The technology of loyalty software allows us to collect data, analyze it and make decisions on how we can best interact with our customers. However, the loyalty revolution is not simply a technological one.
Just as we have seen with Facebook and other types of social media, there are psychological implications which are yet to be fully understood. What is understood is that the availability of information means more people are aware of how they can potentially be manipulated.
This is why using psychology in your customer loyalty program is not only necessary, but beneficial to all parties.
Here Social&Loyal goes further into how the power of the mind builds loyalty.
Know Your Customer
The technological side of customer loyalty affords us the ability to not only build customer demographics, but also to know the individual customer. This means taking the information they get from surveys, registration forms, social media and anything else to which they elect access and creating profiles for them.
Just in case this sounds like psychological warfare rather than loyalty, these profiles are only to be used to build a relationship between brand and customer. While we are still finding out how implementing a psychological approach can help build loyalty, we already know that we don’t use it to exploit.
Instead, this data allows us to help the customer build their identity with our brand. Or, perhaps more appropriately, ensuring our brand has an identity they want to be associated with.
The fact that marketing has applied psychology to sell goods and services is nothing new. However, the psychology of loyalty has seen a change. No longer are customers going to allow themselves to be taken advantage of. Brands will still try to influence a buyer’s decision, but they will do so in a way which matches their values, not trying to instill any which are inappropriate.
This is a complicated psychology which will take longer than a blog post can offer to investigate. What can be conveyed is that data allows us to build identities for our customers and then respond to them. Managing that data to build loyalty is where loyalty software comes in.
Identity within a Community
Once these identities are built, then it is important to know how they reinforce a greater community. No one lives in a vacuum and social media affords us greater opportunity than ever to interact with others.
When it comes to a brand, using these methods of contact requires thinking about the impulses behind a customer’s actions. Knowing what it is customers respond to in your brand allows you to make the right decisions in moving forward. These decisions can involve new products, methods of promotion, branding style changes and even helping to choose who you work with on certain projects.
Your loyalty software can monitor likes and shares, check for trends and see how your network fits into larger ones. In doing so, you can ensure your customers don’t just feel like purchasers, but as part of a community.
Technology allows those in a community to share, discuss and appraise within it. Communities also foster elements of competition. While obsessing over the amount of Instagram likes you may get or feeling dejected by another’s flawless online presence is unhealthy, competition doesn’t have to be.
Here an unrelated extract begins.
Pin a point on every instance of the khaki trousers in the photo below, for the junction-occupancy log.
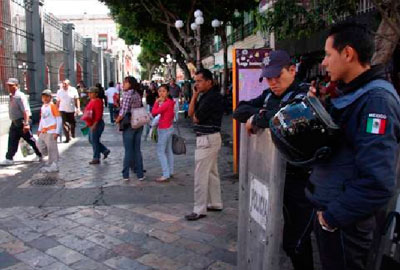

Promoting contests on social media, creating forums for discussion and allowing individual users to promote their own identities can help build loyalty. It use the psychological approaches we take to group mentality. It is inclusive and accommodating, but will also stand up for its members.
Such inclusivity doesn’t mean there aren’t stand-out members. Another way to respond to the psychology of customers is to appeal to their sense of aspiration. With brand ambassadors you can do just that. By showing customers what being part of your brand means to someone else, it helps them to identify you with themselves.
The Psychology of Reward
If your brand has a reward system (and it really should if at all possible), then using psychology to build loyalty can be great fun. Different types of rewards will provide different types of customer interaction, but all of them can have an element of gamification.
Gamification is increasingly how we interact with the world at large, including brands. We want to achieve certain things, we feel bad if we don’t and we always want to be striving forward. While there is a slightly worrying element in that we continuously need new stimulation, an effective loyalty program will mean a customer is never bored and that your brand is a game worth playing.
By having a points system reward scheme, your customers can get immediate responses to the actions they partake in on a daily basis. This feeds into their brain, releases positive chemicals and associates your brand with success. Or, at the very least, with fun.
It also goes back into the community element by allowing us to factor in social ranking. Your rewards system can keep it only between your brand and the customer. However, allowing customers to rank against each other means they can better visualize what being with your brand means to them. It is always more fun to play against a friend than against the computer.
It has been documented that customers leaving your brand isn’t always the problem. Them changing their buying patterns to stop investing as much with you is. Using these micro-steps to build loyalty can cut defections from your brand by as much as 30%.
These elements all use psychology as a way to improve the type of engagement a brand has with its customer as well as reinforcing loyalty. This psychological approach of reinforcing loyalty, however, involves much more.
It means a brand has to project the kind of identity which is subconsciously desirable to the customer. You need to be a brand which is unique in its approach, positive in its interactions and respectful in its engagement. These appeal to the psychology of today’s customer. One who is social, valued and individual. Being a brand which respects the individual means knowing them and this is where customer loyalty software is so useful.